Understanding what ‘value-based care’ truly means
New Frontier Group is exploring how the VBC model can be adapted to meet the demands of international patients coming into the US. Gitte Bach, CEO, explains how it works and what the benefits are for patients, providers and payers
The essence of VBC in the US
Various organisations in the US are focused on determining which VBC models work best for their populations, including the US government, employer groups, and national/state-focused insurance companies. At its core, VBC should align everyone’s interests – patients, providers, payers – towards the common goal of the best care at the lowest cost. This involves a shift from paying for services regardless of their effectiveness (fee-for-service models) to paying providers differently for managing overall patient care.
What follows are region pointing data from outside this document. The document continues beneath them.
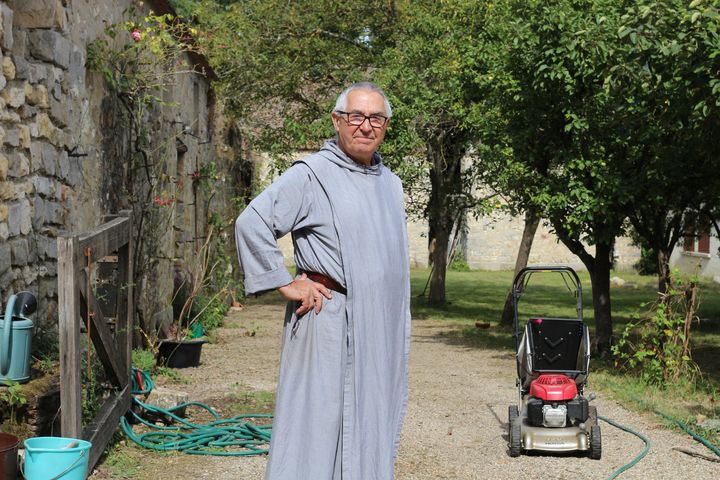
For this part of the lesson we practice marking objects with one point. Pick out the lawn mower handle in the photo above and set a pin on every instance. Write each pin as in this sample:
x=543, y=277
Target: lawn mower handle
x=520, y=280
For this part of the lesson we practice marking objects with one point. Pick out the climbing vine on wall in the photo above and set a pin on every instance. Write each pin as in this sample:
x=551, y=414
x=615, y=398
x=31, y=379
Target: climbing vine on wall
x=139, y=60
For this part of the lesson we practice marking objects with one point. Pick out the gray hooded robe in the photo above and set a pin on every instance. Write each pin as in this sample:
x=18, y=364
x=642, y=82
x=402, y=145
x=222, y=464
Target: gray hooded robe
x=342, y=390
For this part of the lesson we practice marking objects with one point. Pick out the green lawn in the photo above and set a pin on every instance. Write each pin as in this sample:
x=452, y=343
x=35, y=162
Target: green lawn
x=478, y=297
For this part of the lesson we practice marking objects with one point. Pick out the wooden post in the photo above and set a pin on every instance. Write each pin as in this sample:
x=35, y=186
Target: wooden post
x=69, y=333
x=114, y=350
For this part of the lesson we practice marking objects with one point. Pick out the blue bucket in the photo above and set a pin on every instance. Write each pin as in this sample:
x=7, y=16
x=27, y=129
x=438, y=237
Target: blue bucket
x=56, y=458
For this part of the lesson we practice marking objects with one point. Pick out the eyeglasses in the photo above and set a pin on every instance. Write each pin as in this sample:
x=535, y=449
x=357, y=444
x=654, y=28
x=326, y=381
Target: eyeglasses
x=356, y=119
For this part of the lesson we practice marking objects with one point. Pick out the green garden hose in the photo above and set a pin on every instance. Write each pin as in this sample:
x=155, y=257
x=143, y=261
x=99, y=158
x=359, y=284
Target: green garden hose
x=680, y=424
x=645, y=451
x=636, y=459
x=221, y=437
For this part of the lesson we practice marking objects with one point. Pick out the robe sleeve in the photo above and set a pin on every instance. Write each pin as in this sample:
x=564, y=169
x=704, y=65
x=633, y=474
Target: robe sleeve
x=282, y=207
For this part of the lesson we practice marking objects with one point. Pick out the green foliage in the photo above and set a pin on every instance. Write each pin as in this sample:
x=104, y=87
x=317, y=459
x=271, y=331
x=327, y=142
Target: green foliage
x=11, y=399
x=143, y=359
x=209, y=311
x=458, y=263
x=648, y=262
x=658, y=345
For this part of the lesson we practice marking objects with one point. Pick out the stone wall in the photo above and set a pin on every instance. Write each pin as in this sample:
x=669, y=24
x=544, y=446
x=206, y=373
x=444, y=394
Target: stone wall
x=63, y=149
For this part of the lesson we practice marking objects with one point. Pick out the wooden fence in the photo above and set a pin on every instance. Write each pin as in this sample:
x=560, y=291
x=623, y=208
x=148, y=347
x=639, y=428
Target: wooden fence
x=111, y=336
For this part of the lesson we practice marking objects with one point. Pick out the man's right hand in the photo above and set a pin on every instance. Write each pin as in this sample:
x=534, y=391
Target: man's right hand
x=310, y=294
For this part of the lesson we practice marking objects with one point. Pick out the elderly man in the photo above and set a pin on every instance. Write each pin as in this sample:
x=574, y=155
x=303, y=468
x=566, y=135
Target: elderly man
x=342, y=389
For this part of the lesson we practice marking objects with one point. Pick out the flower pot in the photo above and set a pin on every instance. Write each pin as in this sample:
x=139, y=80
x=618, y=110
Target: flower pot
x=180, y=353
x=8, y=455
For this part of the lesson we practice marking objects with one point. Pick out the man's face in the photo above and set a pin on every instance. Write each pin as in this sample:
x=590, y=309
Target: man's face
x=359, y=142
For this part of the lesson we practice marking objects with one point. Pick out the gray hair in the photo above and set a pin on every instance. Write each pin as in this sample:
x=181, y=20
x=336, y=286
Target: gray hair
x=341, y=102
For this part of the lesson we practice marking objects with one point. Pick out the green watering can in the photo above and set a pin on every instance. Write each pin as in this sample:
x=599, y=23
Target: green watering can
x=15, y=338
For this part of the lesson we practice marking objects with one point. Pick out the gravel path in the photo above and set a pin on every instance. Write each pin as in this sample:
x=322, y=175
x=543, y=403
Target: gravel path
x=456, y=421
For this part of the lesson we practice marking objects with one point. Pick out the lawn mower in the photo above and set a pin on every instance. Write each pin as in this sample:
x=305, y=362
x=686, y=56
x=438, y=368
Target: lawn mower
x=552, y=357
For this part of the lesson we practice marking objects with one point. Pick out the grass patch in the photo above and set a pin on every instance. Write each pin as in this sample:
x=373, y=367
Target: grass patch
x=477, y=297
x=245, y=400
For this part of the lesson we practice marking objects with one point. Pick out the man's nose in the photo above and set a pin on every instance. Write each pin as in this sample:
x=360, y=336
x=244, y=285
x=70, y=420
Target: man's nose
x=365, y=126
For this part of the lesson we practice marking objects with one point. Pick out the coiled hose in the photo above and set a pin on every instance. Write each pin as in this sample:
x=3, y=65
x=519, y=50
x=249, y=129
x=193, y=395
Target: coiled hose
x=642, y=454
x=221, y=437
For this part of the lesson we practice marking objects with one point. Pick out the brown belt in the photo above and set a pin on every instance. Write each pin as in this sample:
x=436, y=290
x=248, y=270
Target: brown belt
x=326, y=281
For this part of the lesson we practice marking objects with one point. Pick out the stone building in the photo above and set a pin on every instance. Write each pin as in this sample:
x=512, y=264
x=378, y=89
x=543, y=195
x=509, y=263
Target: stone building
x=67, y=156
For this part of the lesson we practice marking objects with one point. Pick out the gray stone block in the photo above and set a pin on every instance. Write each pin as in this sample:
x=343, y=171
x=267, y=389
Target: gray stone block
x=40, y=14
x=43, y=156
x=75, y=177
x=54, y=213
x=47, y=287
x=27, y=111
x=14, y=94
x=15, y=221
x=76, y=72
x=50, y=46
x=5, y=257
x=26, y=216
x=59, y=112
x=20, y=252
x=7, y=278
x=19, y=42
x=63, y=162
x=19, y=165
x=46, y=246
x=12, y=137
x=44, y=186
x=7, y=33
x=32, y=72
x=39, y=214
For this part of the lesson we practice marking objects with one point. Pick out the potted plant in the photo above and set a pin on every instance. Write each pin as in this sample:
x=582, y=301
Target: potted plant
x=182, y=346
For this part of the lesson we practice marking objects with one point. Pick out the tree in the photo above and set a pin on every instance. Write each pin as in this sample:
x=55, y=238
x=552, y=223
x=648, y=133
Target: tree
x=435, y=77
x=548, y=147
x=666, y=82
x=282, y=64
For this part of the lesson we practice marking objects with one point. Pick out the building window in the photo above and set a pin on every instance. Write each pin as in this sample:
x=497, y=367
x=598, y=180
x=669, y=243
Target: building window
x=697, y=237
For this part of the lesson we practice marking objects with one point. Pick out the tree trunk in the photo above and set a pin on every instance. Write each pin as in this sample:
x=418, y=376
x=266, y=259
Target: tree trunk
x=600, y=278
x=664, y=279
x=445, y=155
x=437, y=277
x=532, y=220
x=599, y=269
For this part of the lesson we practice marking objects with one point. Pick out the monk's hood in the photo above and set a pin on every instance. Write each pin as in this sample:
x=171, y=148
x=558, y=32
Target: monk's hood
x=333, y=153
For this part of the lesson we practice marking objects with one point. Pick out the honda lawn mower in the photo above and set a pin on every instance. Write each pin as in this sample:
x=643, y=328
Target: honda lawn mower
x=553, y=356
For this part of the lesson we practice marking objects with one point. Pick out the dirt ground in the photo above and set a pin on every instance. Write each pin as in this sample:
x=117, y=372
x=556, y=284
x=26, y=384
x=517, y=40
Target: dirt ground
x=456, y=421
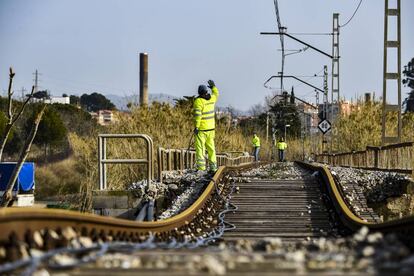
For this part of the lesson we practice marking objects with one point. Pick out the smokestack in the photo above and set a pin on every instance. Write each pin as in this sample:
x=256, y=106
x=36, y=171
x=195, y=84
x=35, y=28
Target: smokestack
x=143, y=79
x=367, y=97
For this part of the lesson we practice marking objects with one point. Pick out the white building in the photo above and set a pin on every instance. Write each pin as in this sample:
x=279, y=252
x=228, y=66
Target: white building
x=59, y=100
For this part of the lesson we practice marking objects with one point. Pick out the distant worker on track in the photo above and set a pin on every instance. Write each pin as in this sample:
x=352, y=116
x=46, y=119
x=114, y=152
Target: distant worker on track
x=256, y=146
x=204, y=130
x=281, y=146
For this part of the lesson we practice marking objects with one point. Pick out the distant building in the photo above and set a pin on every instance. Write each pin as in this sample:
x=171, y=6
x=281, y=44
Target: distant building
x=103, y=117
x=53, y=100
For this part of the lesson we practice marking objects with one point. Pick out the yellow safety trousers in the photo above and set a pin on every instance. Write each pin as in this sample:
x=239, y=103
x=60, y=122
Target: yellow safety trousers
x=204, y=140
VBC for international patients
VBC for international patients coming into the US must be adapted to meet the specific demands of that population. As various programmes are tested for employers or the government, for example, the international insurance industry must determine how to recalibrate these approaches to align with the governance of international insurance plans for travellers, expats and international private medical insurance (IPMI) members.
In our international market, the majority of services are still reimbursed under fee-forservice models. It is hard to adapt to VBC because many cases are urgent and patients may not be in the States long enough to implement preventative services or improve their health, so New Frontier Group looked at it another way to see how we could get valuebased pricing for our population.
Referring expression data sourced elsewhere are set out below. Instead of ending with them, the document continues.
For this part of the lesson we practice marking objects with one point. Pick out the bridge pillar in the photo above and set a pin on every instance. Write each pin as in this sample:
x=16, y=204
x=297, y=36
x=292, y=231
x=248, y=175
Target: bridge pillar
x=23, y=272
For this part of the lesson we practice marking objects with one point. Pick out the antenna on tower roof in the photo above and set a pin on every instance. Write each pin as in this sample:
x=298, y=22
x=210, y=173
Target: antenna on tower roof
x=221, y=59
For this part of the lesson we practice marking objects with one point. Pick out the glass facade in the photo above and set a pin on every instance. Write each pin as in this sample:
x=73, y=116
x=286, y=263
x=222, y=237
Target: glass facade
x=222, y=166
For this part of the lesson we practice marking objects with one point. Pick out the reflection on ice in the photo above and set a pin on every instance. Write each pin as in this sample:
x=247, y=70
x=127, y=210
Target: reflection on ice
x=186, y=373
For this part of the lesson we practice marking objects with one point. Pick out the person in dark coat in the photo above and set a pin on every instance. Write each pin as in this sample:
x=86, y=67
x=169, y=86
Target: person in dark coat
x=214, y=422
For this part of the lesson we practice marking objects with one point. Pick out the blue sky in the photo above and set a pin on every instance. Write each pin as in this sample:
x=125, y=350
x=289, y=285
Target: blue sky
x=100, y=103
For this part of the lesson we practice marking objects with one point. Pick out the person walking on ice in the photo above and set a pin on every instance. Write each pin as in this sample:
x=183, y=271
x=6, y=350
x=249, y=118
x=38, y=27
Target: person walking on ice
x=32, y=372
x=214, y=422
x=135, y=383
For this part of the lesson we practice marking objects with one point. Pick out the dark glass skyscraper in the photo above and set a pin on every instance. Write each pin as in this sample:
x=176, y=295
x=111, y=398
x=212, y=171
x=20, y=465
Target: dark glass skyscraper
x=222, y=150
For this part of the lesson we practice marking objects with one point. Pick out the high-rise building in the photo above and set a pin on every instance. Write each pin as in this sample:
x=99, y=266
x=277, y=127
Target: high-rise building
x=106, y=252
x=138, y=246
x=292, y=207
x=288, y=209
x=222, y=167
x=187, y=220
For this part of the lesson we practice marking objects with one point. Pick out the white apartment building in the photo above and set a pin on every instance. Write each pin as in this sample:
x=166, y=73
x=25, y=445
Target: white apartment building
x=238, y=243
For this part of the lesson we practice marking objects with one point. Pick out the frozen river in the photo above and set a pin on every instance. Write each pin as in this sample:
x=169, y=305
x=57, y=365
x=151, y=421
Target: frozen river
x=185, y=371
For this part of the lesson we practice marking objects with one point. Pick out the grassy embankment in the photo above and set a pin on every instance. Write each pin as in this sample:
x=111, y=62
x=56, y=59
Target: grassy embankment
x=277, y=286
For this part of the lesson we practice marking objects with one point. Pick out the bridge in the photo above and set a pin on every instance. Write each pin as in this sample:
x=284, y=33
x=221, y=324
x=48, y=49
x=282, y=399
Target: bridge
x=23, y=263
This has emerged into what we call our Cap Care Premium programme. It is being designed with ambulatory surgery centers (ASCs) for non-emergent, scheduled surgeries. Our focus is on providing all-inclusive, fixed prices for specific procedures. This means that the cost of the surgery, plus all related fees for the surgeon, facility, anaesthesia, implants, recovery, pre- and post-operative visits, and prescriptions, is determined upfront – one bill, one fee. No more late charges and no more collection notices due to claims trailing from providers.
Benefits
• Patients get top-tier care from high-profile surgeons with quicker recovery times in high-quality environments without the worry of unexpected bills.
• Providers get simplified administration. They offer patient-centred care without getting entangled in complex billing procedures appeals, payment discount contracts, etc.
• Payers get competitive price transparency and outstanding outcomes for members.
Expected results
The results of our profiled cases show these programmes can be adapted successfully. See below some early indicators based on fixed cost with ASCs on orthopaedic cases compared to charges/fees typically associated with these types of cases.
All procedures would be pre-assessed and a flat rate would be provided and compared to standard inpatient discounts.
Ultimately, the success depends on its ability to consistently deliver improved patient outcomes at lower costs. As more data becomes available on the outcomes, NFG will refine their approach, driving continuous improvement in global healthcare delivery.